As lodges go, Kasaka isn’t extraordinary. It’s beautiful to look at, comfortable to stay in and the food’s great. But its people are its greatest strength. Lodge manager Hugo Fourie and his wife Esther have been instrumental not just in keeping guests happy but also in kickstarting a community upliftment programme.
They have helped to build and fund the nearby Magurameno Basic School and make a point of buying much of the produce used in the lodge from small-scale farmers in the area. They are also involved with Conservation Lower Zambezi, an NGO begun in 1995 that is working alongside the Zambian Wildlife Authority and Zambian National Parks to protect the Lower Zambezi National Park.
At Kasaka support for the local Chiawa community is strong. The staff of 20 is made up of local villagers with the exceptions being the Fouries, who are South African, and lion-man Higgins.
“There is much more awareness of tourism and its potential benefits,” Fourie said. “Zambia’s wildlife and natural beauty are her main tourism resources, but now there is growing emphasis on sustainable development and community involvement.”
Fourie is passionate about his job. He also drives a mean Landrover, especially when being pursued by an angry bull elephant.
The jumbo, heavily in musth, was, in the words of our tracker, keen on “tampering” with the guest-laden Landy which had just broken its clutch. We all piled on to Fourie’s vehicle for a lift back to camp, only to have the old bull give us a demonstration of how to uproot small trees before giving chase. He gave up at full tilt a metre from the back seat as Fourie found third gear.
That same night one of the elephant’s colleagues made it his job to keep me awake by stripping the trees around my chalet.
This area is elephant central. The place is positively teeming with them, from lone bachelors to huge breeding herds. During my four-day stay they became like impala — something you appreciate but don’t stop for.
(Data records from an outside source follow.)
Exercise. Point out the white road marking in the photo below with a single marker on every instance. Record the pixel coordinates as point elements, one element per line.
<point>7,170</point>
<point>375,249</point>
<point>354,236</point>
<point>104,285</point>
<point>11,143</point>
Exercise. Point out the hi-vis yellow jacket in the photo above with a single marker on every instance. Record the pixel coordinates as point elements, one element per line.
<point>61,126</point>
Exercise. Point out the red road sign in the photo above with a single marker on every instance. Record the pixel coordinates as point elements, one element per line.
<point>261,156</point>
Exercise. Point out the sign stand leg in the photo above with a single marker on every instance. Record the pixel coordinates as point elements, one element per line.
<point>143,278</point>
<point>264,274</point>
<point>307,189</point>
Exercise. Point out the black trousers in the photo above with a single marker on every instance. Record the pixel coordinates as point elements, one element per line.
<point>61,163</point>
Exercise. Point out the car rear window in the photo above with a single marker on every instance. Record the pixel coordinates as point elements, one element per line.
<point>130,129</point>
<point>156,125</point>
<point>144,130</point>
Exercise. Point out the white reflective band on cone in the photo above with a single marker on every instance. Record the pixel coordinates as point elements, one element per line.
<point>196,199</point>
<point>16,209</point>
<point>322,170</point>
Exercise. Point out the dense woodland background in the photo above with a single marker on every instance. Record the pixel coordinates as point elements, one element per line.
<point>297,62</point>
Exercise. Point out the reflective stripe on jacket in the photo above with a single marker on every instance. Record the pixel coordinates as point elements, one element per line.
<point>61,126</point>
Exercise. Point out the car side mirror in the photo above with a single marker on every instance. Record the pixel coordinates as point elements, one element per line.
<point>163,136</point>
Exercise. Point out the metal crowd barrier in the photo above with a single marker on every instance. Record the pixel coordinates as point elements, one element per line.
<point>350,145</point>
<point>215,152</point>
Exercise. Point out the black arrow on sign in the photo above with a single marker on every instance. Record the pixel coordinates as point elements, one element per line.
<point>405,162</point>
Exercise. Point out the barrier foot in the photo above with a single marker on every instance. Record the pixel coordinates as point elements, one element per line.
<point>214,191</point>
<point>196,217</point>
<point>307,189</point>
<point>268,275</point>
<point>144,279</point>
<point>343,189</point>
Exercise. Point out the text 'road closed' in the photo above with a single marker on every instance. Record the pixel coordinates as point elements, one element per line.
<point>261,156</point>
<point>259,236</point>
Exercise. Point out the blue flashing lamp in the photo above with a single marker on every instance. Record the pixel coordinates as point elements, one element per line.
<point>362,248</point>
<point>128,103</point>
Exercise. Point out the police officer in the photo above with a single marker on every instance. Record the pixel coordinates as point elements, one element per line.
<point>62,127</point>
There was plenty else to stop for, including wild dogs. Numbers of this rare and beautiful predator are at last on the increase, but a sighting of an entire pack is still something special.
But I must admit, even after the excitement of rampaging ellies, roaring lions, wild dogs and the late-night leopard Higgins found outside the camp, kicking back on the deck in front of the fire with a Bloody Mary was about as near to perfection as I could get.
Sharon van Wyk was hosted by Kasaka River Lodge
The lowdown
Kasaka River Lodge is open from April to December. Daily flights to Lusaka with South African Airways and Comair cost about R3 000 for an economy return ticket.
There is a special rate at Kasaka for South African residents of $125 a person a night sharing or $150 a night for a single person. The price includes accommodation, all meals and game or river activities.